В спортклубе «Европа» все только и говорили, что о Матче. Весь Стокгольм, вся Швеция, а то и весь мир в тот день говорили о Матче. Генри Морган, как обычно, насвистывал «Путти-путти» — песенку, которая в то время находилась где-то в середине шведского хит-парада. Стряхнув с ботинок скользкий, тяжелый и мокрый снег, он поздоровался с Виллисом, который вешал новую грушу: старая лопнула.

— Теперь одна надежда на тебя, — сказал Виллис. — Не скоро у нас появится новый чемпион.

— Если вообще появится, — отозвался Генри. — Ингемар не оклемается после такого, ни за что.

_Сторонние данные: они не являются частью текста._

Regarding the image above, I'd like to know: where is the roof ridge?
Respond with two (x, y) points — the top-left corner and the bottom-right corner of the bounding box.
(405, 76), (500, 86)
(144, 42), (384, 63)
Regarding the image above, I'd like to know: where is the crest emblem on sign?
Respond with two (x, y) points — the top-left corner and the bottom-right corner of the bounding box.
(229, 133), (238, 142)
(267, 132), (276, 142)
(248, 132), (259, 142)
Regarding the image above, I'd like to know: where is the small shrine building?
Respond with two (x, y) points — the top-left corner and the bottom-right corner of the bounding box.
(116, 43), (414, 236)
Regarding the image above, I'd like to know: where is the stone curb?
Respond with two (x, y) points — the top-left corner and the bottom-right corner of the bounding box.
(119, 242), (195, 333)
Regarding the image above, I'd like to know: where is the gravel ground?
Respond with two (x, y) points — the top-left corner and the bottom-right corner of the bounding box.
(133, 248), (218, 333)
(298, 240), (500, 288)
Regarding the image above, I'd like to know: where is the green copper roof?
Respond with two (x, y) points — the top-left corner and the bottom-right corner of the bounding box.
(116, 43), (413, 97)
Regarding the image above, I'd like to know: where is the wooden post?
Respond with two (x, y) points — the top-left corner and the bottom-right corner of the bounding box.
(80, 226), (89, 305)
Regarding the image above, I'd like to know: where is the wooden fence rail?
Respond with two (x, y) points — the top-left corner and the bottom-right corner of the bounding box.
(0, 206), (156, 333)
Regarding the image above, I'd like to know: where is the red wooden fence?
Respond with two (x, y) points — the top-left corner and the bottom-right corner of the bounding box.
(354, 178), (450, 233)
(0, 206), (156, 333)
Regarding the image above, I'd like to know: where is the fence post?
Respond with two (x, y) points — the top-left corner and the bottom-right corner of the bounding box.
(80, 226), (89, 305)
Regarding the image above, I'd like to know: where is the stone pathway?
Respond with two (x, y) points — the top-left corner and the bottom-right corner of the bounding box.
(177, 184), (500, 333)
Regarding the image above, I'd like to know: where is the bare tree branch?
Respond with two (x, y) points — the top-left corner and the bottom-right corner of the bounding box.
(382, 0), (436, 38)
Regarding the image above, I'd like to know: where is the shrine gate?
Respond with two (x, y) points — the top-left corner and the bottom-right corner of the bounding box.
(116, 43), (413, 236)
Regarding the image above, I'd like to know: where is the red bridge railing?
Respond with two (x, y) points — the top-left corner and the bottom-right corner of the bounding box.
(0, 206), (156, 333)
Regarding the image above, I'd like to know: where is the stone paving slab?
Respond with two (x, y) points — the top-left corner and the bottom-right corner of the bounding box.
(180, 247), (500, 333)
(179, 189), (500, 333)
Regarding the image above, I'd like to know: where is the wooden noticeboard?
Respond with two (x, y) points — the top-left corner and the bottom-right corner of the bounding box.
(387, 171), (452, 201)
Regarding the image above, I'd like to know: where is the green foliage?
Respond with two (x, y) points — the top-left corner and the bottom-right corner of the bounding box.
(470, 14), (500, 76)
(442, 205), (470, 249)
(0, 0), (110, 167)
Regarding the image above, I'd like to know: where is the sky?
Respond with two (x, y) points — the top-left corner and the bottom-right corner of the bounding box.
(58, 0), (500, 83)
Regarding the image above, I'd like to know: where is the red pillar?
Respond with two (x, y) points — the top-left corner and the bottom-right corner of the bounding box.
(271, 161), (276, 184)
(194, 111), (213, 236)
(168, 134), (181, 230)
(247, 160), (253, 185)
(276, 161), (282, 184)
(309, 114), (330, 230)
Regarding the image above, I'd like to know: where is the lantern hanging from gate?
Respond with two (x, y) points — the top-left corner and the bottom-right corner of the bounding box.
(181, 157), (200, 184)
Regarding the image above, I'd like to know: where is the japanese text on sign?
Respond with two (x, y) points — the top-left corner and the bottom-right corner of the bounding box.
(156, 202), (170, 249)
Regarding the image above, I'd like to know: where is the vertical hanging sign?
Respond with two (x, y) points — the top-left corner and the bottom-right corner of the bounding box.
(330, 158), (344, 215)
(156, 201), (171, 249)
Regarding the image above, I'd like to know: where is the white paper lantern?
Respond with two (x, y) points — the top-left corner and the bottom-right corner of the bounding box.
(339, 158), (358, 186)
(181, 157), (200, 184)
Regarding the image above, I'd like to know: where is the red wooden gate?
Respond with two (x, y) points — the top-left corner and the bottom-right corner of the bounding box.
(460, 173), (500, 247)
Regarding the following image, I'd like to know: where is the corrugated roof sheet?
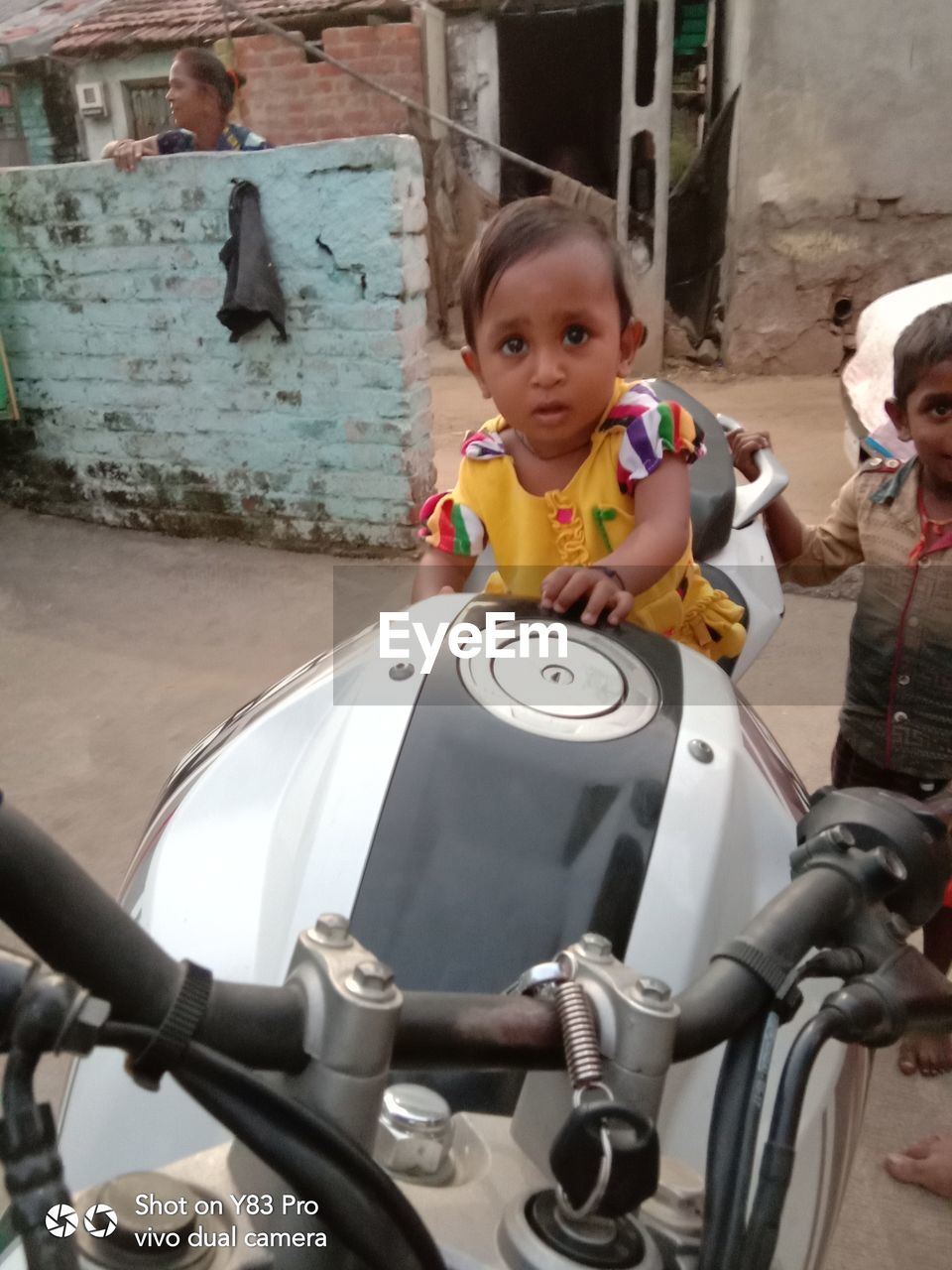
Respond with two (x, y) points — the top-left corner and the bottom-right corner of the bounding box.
(54, 0), (409, 58)
(0, 0), (112, 64)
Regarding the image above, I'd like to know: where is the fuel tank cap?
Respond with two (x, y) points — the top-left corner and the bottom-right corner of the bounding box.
(458, 621), (660, 740)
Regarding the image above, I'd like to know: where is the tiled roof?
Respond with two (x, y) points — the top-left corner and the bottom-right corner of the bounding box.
(54, 0), (409, 58)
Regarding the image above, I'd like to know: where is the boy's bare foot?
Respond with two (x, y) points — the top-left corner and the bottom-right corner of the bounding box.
(885, 1133), (952, 1199)
(898, 1033), (952, 1076)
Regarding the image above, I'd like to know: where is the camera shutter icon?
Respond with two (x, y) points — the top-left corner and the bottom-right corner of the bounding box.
(82, 1204), (118, 1239)
(46, 1204), (78, 1239)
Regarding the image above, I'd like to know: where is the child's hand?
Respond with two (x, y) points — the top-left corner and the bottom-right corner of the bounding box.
(727, 428), (771, 480)
(539, 566), (635, 626)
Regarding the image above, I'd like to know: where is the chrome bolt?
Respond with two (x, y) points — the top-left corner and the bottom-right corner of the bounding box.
(346, 960), (394, 1001)
(579, 931), (612, 961)
(688, 736), (713, 763)
(373, 1084), (453, 1185)
(313, 913), (353, 949)
(825, 825), (856, 851)
(632, 974), (671, 1004)
(886, 913), (912, 944)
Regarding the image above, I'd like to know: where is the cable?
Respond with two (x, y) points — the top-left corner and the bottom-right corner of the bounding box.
(221, 0), (563, 181)
(742, 1010), (840, 1270)
(0, 1010), (77, 1270)
(100, 1024), (445, 1270)
(697, 1011), (776, 1270)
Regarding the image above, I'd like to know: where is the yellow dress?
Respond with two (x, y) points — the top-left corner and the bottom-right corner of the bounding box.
(420, 380), (745, 661)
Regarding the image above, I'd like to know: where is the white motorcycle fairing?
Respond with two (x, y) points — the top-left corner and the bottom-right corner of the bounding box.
(47, 595), (867, 1270)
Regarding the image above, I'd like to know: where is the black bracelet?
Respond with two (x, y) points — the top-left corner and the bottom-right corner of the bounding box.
(591, 564), (629, 590)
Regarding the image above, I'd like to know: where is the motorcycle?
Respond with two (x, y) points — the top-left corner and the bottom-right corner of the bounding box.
(0, 384), (938, 1270)
(0, 790), (952, 1270)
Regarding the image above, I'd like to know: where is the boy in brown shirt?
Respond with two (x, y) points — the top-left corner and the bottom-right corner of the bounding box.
(729, 305), (952, 1076)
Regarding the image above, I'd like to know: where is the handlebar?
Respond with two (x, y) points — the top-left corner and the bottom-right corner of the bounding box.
(7, 795), (952, 1072)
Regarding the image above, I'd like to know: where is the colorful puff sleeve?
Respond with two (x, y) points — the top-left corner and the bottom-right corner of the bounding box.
(420, 430), (505, 557)
(611, 384), (704, 494)
(420, 490), (486, 557)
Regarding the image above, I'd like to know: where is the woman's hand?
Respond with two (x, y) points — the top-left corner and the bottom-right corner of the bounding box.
(539, 566), (635, 626)
(727, 428), (771, 480)
(100, 137), (159, 172)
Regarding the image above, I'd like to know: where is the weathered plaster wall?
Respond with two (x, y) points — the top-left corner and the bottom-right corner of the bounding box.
(75, 50), (176, 159)
(0, 137), (431, 552)
(447, 14), (499, 198)
(726, 0), (952, 372)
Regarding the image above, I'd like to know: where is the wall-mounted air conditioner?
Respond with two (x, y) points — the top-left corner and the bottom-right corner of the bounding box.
(76, 83), (109, 118)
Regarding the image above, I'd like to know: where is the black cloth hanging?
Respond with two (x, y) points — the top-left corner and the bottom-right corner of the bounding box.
(218, 181), (289, 344)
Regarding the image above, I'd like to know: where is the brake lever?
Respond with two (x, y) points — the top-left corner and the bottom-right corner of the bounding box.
(824, 944), (952, 1048)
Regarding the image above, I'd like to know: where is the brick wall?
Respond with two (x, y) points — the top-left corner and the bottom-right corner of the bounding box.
(222, 23), (424, 145)
(0, 137), (431, 552)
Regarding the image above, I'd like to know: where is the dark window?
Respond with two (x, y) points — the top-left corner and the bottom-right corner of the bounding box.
(122, 78), (176, 141)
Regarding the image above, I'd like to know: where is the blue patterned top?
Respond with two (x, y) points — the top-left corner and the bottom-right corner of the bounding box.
(156, 123), (274, 155)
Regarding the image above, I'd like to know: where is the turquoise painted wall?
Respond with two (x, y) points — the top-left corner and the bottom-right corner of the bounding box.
(0, 137), (432, 552)
(17, 78), (56, 165)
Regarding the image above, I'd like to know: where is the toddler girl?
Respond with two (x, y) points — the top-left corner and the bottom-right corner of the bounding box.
(414, 198), (744, 659)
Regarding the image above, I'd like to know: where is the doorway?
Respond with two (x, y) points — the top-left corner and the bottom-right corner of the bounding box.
(496, 3), (623, 203)
(122, 78), (176, 141)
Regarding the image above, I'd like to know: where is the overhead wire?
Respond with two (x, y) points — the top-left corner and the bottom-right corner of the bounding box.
(219, 0), (563, 181)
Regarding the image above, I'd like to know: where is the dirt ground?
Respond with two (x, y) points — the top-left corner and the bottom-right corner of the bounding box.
(0, 348), (952, 1270)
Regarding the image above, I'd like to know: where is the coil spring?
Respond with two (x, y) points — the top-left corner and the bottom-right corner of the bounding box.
(556, 981), (602, 1089)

Все слушали репортаж с Матча — третьего и последнего боя между Инго и Флойдом, «решающего поединка», как называли эту клоунаду, — по радио; и нокаут в шестом раунде прогремел, как гром среди ясного неба. Флойда дважды укладывали в первом раунде, в шестом и последнем ему тоже досталось. Газеты писали о четвертом бое, но знающие люди понимали, что для Инго возврата нет. Он был слишком умен.

Генри полночи провел перед большим красивым «Филипсом» Лео. Хозяин приемника уснул еще до начала матча: бокс его ничуть не интересовал. Лео любил цветы.

Несмотря на поражение Инго, парни в «Европе» тренировались, как обычно. «Кто станет новым Инго?» — вопрошали афиши, и некоторым только теперь стала ясна суть вопроса. Инго стал старымИнго.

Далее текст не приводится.